US, China for new UN measure on North Korea

Beijing, January 27

US Secretary of State John Kerry and Chinese Foreign Minister Wang Yi agreed today on the need for a significant new UN Security resolution targeting North Korea after its January 6 nuclear test, though there were few signs of concrete progress.

Kerry, on a two-day visit to Beijing, had been expected to press China, North Korea’s lone major backer, for more curbs on Pyongyang after it said it had successfully conducted a test of a miniaturised hydrogen nuclear device, though the United States has voiced scepticism as to whether it was that powerful.

China has insisted it is already making great efforts to achieve denuclearisation on the “Korean peninsula” and Wang rejected any “groundless speculation” on its North Korea stance, following remarks from US officials that China could do more.

“We agreed that the UN Security Council needs to take further action and pass a new resolution,” Wang told reporters at a joint briefing with Kerry. “In the meantime, we must point out that the new resolution should not provoke new tensions.”

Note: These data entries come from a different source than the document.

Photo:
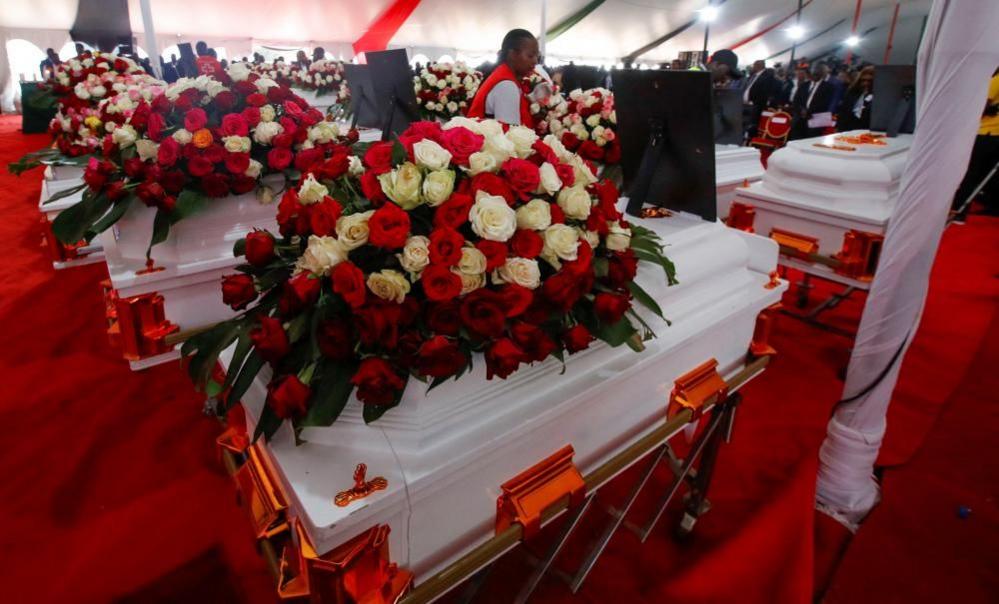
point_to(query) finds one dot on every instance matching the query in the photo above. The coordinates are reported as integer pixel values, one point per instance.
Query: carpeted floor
(112, 490)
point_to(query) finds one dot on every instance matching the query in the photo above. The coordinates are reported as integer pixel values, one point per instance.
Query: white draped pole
(959, 52)
(149, 35)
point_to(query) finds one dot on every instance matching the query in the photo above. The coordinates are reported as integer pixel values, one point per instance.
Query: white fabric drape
(959, 52)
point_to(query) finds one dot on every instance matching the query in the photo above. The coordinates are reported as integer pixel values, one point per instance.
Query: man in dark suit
(759, 93)
(810, 100)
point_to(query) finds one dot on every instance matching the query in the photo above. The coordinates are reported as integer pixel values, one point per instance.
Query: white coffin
(446, 453)
(193, 259)
(824, 193)
(735, 167)
(50, 186)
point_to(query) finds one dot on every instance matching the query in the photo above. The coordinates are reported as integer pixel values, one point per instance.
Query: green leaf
(65, 193)
(267, 424)
(645, 299)
(72, 224)
(188, 203)
(161, 229)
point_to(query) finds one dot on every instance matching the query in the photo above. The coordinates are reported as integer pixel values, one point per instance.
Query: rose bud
(259, 247)
(238, 291)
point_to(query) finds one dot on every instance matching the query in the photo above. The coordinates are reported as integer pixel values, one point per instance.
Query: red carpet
(113, 492)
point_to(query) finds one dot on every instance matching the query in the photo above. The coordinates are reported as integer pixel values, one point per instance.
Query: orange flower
(202, 139)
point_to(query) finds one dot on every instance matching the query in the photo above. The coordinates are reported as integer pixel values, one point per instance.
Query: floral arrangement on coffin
(202, 138)
(324, 77)
(456, 240)
(444, 90)
(587, 125)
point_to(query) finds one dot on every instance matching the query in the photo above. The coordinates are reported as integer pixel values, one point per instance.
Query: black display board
(665, 125)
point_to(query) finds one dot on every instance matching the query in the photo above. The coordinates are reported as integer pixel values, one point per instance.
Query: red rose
(440, 357)
(215, 185)
(270, 340)
(378, 157)
(462, 143)
(288, 397)
(535, 343)
(502, 358)
(494, 251)
(445, 246)
(348, 281)
(444, 318)
(259, 248)
(566, 173)
(299, 292)
(372, 189)
(279, 158)
(526, 243)
(570, 141)
(323, 217)
(439, 283)
(238, 291)
(168, 152)
(154, 127)
(483, 313)
(454, 212)
(577, 338)
(389, 227)
(234, 124)
(378, 324)
(523, 176)
(195, 119)
(611, 307)
(622, 268)
(199, 166)
(335, 339)
(516, 298)
(377, 383)
(494, 185)
(237, 163)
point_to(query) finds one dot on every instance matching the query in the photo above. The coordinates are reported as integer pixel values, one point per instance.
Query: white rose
(237, 144)
(402, 185)
(353, 229)
(536, 215)
(322, 254)
(356, 167)
(389, 285)
(430, 155)
(550, 182)
(618, 237)
(415, 254)
(499, 147)
(575, 202)
(253, 170)
(522, 138)
(265, 132)
(124, 136)
(147, 149)
(561, 241)
(473, 261)
(519, 271)
(480, 162)
(492, 218)
(438, 186)
(312, 191)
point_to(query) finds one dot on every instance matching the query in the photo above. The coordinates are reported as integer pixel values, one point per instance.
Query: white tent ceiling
(475, 27)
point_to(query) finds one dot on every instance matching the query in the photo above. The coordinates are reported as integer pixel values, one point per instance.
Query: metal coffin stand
(451, 486)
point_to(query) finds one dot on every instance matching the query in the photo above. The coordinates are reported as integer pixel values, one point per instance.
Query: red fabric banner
(385, 26)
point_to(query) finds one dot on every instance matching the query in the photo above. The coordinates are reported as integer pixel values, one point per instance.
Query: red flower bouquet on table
(202, 138)
(458, 242)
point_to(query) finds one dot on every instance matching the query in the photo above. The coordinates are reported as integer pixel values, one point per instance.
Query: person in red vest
(503, 96)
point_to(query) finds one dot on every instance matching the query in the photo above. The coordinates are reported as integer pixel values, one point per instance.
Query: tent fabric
(959, 53)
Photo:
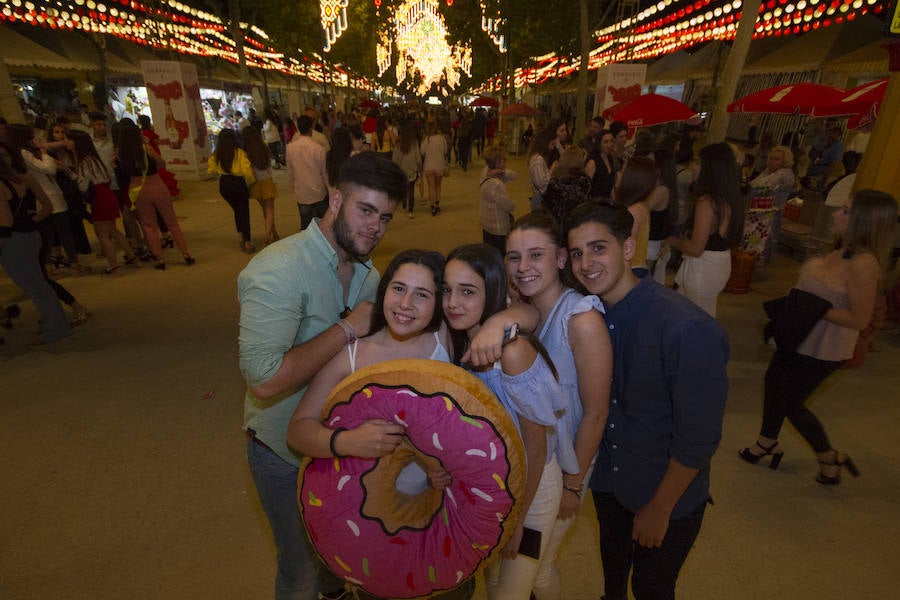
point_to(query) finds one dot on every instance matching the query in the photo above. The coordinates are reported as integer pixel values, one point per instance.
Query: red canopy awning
(791, 99)
(649, 109)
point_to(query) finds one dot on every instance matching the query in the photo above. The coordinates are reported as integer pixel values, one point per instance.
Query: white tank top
(439, 353)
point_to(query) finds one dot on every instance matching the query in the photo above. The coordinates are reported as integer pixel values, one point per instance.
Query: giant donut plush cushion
(396, 545)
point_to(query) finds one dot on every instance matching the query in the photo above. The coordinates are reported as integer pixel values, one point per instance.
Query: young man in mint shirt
(302, 299)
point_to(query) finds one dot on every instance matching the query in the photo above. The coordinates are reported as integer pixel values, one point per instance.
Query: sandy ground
(124, 473)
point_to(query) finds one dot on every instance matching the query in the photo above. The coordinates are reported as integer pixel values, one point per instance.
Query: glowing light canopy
(420, 35)
(334, 20)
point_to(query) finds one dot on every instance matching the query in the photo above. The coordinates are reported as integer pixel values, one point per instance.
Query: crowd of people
(59, 176)
(616, 383)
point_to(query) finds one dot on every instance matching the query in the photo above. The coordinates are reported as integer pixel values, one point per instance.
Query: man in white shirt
(306, 172)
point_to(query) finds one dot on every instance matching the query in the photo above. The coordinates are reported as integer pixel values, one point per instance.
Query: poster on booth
(618, 83)
(174, 94)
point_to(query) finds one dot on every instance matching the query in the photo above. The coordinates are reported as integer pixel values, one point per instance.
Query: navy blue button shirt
(667, 397)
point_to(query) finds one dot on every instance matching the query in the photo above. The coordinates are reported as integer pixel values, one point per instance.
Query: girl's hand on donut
(374, 439)
(486, 347)
(439, 479)
(511, 550)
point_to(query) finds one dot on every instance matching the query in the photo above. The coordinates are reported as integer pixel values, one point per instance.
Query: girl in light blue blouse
(526, 384)
(572, 329)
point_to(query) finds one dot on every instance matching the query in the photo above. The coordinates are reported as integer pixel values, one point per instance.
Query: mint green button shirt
(289, 294)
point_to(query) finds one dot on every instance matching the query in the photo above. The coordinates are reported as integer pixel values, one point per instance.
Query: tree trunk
(581, 106)
(733, 67)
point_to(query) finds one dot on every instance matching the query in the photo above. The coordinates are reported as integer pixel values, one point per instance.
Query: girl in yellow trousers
(232, 166)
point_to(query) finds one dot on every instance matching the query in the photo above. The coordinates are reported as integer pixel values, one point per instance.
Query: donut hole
(412, 480)
(387, 488)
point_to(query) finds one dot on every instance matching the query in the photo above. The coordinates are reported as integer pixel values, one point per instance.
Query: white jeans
(702, 278)
(547, 585)
(513, 579)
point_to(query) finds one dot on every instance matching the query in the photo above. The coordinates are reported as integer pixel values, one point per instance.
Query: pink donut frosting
(468, 523)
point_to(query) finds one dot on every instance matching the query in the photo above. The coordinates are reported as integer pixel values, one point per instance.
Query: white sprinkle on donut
(481, 495)
(353, 527)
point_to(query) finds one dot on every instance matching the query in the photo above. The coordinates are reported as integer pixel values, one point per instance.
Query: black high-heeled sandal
(839, 462)
(752, 458)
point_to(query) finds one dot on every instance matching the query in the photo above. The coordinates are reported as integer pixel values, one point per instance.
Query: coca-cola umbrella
(790, 99)
(519, 109)
(484, 101)
(859, 101)
(649, 109)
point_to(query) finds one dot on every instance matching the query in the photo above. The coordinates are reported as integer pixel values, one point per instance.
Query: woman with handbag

Kerry said the two sides had agreed to an “accelerated effort” at the UN to reach a “strong resolution that introduces significant new measures” to curtail North Korea’s ability to advance its nuclear and ballistic missile programmes. “It’s not enough to agree on the goal. We believe we need to agree on the meaningful steps necessary to get the achievement of the goal,” Kerry said.

The exchange of goods and services between China and North Korea was one area where steps could be taken to pressure Pyongyang back to talks, he said.

Kerry also said that shipping, aviation, trade of resources, including coal and fuel, and security at border customs, were key areas in the sanctions debate. North Korea is heavily reliant on China for oil, gasoline and trade.

“All nations, particularly those that seek a global leadership role, share a fundamental responsibility to meet this challenge with a united front,” Kerry said.

He added that the US would take “all necessary steps” to honour security commitments to allies, signalling that the US was prepared to continue ramping up its military presence in the region, a move that would likely unsettle Beijing.

“North Korea poses an overt threat, a declared threat, to the world, and it has stated its intention to develop a thermonuclear weapon,” he said. “In addition, it has made clear its intent to develop an intercontinental ballistic missile with the capacity to carry a nuclear warhead.”

The 15-member UN Security Council said at the time of North Korea’s test that it would begin working on significant new measures in response, a threat diplomats said could mean an expansion of sanctions.

Since then, diplomats said Washington and Beijing have been primarily negotiating on a draft resolution, but when asked on Saturday if they were nearing agreement, US Ambassador to the United Nations Samantha Power said no.

After talks today, which went hours past schedule, Kerry said details still had not been set.

In a sign that Beijing could be reluctant to take a more hardline stance on North Korea, state news agency Xinhua said it was “unrealistic to rely merely on China to press the DPRK to abandon its nuclear programme, as long as the US continues an antagonistic approach wrought from a Cold War mentality”.

“Bear in mind that China-DPRK ties should not be understood as a top-down relationship where the latter follows every bit of advice offered by the former,” Xinhua said, referring to North Korea by its official name, the Democratic People’s Republic of Korea.